Femaleness was highly valued - both respected and feared - and all social 
institutions reflected this attitude.  Even modern sayings, such as the 
Cheyenne statement that a people is not conquered until the hearts of the 
women are on the ground, express the Indians' understanding that without the 
power of women the people will not live - but with it, they will endure and 
prosper. 

   Indians did not confine this beleif in the central importance of female 
energy to matters of worship.  Amoung many of the tribes (perhaps as many as 
70 percent of them in North America alone), this belief was reflected in all 
of their social institutions.  The Iroquois Constitution, also called the 
Great Law of the Iroquois, codified the women's decision-making and economic 
power, legislating that land ownership passed on matrilinearly, and that women 
resolved tribal disputes and hired and fired chiefs. 

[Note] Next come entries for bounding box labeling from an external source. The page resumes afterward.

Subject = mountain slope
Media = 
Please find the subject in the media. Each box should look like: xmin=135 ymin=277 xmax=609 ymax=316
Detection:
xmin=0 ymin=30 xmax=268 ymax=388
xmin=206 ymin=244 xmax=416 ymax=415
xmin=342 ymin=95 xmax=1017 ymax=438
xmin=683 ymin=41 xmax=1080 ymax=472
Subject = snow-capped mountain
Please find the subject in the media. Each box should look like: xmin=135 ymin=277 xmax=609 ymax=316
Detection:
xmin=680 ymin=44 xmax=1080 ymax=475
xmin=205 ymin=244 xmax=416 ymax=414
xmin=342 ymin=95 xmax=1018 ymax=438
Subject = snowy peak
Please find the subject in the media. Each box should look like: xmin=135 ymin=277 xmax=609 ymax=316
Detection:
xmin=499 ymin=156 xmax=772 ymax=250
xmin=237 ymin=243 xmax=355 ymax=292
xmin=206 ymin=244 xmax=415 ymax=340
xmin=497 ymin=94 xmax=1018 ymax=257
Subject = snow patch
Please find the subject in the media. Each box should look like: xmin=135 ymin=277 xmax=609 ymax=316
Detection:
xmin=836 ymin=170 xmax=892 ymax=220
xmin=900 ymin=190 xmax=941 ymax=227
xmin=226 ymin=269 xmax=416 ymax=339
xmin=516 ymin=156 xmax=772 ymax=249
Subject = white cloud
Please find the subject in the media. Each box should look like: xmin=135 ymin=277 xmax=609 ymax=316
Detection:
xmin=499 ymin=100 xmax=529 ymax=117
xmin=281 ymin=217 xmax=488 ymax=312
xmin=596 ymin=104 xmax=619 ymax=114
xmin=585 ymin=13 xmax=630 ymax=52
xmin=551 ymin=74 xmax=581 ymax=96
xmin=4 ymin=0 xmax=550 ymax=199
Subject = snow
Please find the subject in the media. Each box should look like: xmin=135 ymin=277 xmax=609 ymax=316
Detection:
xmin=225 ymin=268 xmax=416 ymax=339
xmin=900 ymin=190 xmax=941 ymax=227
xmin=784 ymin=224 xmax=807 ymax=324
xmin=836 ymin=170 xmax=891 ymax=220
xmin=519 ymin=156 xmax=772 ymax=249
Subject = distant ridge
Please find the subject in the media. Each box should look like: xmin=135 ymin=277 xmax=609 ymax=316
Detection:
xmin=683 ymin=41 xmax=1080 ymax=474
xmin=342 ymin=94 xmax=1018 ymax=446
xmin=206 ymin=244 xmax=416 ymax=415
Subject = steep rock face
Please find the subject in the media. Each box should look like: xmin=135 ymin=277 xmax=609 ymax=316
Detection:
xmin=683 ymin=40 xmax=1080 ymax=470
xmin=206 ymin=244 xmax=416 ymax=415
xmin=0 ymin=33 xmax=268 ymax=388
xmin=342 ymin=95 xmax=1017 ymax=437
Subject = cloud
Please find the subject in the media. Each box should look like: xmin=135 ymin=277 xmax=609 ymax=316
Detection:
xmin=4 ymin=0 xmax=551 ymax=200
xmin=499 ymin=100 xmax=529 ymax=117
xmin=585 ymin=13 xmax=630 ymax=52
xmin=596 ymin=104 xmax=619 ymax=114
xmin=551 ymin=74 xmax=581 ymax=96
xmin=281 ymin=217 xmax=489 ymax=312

   Beliefs, attitudes, and laws such as these became part of the vision of 
America feminists and of other human liberation movements around the world.  
Yet feminists too often believe that no one has ever experienced the kind of 
society that would empower women and make that empowerment the basis of its 
rules of civilization.  The price the feminist community must pay because it 
is not aware of the recent presence of gynarchical socities on this continent 
is unnecessary confusion, division, and much lost time. 

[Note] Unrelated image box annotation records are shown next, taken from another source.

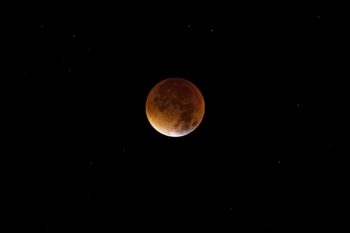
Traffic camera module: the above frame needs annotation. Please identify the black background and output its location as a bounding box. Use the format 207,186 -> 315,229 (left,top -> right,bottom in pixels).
10,3 -> 350,232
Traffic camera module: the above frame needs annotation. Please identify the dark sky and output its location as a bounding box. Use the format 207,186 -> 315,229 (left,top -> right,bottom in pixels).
10,2 -> 350,233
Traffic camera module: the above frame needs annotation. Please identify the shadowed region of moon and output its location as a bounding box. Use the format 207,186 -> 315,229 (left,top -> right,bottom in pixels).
146,78 -> 205,137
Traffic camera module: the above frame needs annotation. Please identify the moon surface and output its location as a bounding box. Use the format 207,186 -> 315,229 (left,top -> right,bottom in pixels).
146,78 -> 205,137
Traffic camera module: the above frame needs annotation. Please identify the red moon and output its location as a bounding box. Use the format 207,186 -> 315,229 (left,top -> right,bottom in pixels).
146,78 -> 205,137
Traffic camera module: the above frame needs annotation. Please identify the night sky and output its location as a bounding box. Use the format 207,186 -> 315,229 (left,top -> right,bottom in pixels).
12,2 -> 350,233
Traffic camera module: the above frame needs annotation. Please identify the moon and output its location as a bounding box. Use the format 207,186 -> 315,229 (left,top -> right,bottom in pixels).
146,78 -> 205,137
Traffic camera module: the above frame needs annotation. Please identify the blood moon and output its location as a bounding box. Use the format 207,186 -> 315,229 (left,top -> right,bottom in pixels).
146,78 -> 205,137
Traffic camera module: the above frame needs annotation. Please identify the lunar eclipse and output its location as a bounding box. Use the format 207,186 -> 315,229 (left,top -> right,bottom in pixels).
146,78 -> 205,137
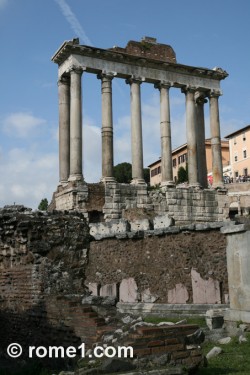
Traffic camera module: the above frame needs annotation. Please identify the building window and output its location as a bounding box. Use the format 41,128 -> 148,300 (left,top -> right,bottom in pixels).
178,153 -> 187,164
151,167 -> 161,177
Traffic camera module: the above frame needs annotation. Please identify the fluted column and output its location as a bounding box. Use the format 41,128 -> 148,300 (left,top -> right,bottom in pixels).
126,78 -> 145,184
97,73 -> 115,183
69,68 -> 83,181
195,91 -> 207,188
209,91 -> 224,188
58,77 -> 70,184
182,87 -> 200,187
155,83 -> 175,186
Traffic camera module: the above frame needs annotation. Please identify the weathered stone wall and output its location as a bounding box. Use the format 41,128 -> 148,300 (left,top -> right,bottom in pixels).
0,206 -> 227,372
51,182 -> 229,223
166,188 -> 229,222
0,206 -> 99,362
111,37 -> 176,63
86,229 -> 228,303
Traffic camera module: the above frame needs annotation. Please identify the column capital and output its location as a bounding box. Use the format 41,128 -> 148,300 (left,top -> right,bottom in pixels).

   We as feminists must be aware of our history on this continent.  We need to 
recognize that the same forces that devistated the gynarchies of Britain and 
the Continent also devistated the ancient African civilizations, and we must 
know that those same materialistic, anti-spiritual forces are presently 
engaged in wiping out the same gynarchical values, along with the peoples who 
adhere to them, in Latin America.  I am convinced that those wars were and 
continue to be about the imposition of patriarchal civilization over the 
holistic, pacifist, and spirit-based gynarchies they supplant.  To that end, 
the wars of imperial conquest have not been solely or even mostly waged over 
the land and its resources, but fought within the bodies, minds, and hearts of 
the people of the earth for dominion over them. I think this is the reason 
traditional Indians say we must remember our origins, our cultures, our 
histories, our mothers and grandmothers, for without that memory, which 
implies continuance rather than nostalgia, we are doomed to be engulfed by a 
system that is fundimentally inimical to the vitality, autonomy, and self-
enpowerment essential for satisfying, high-quality life.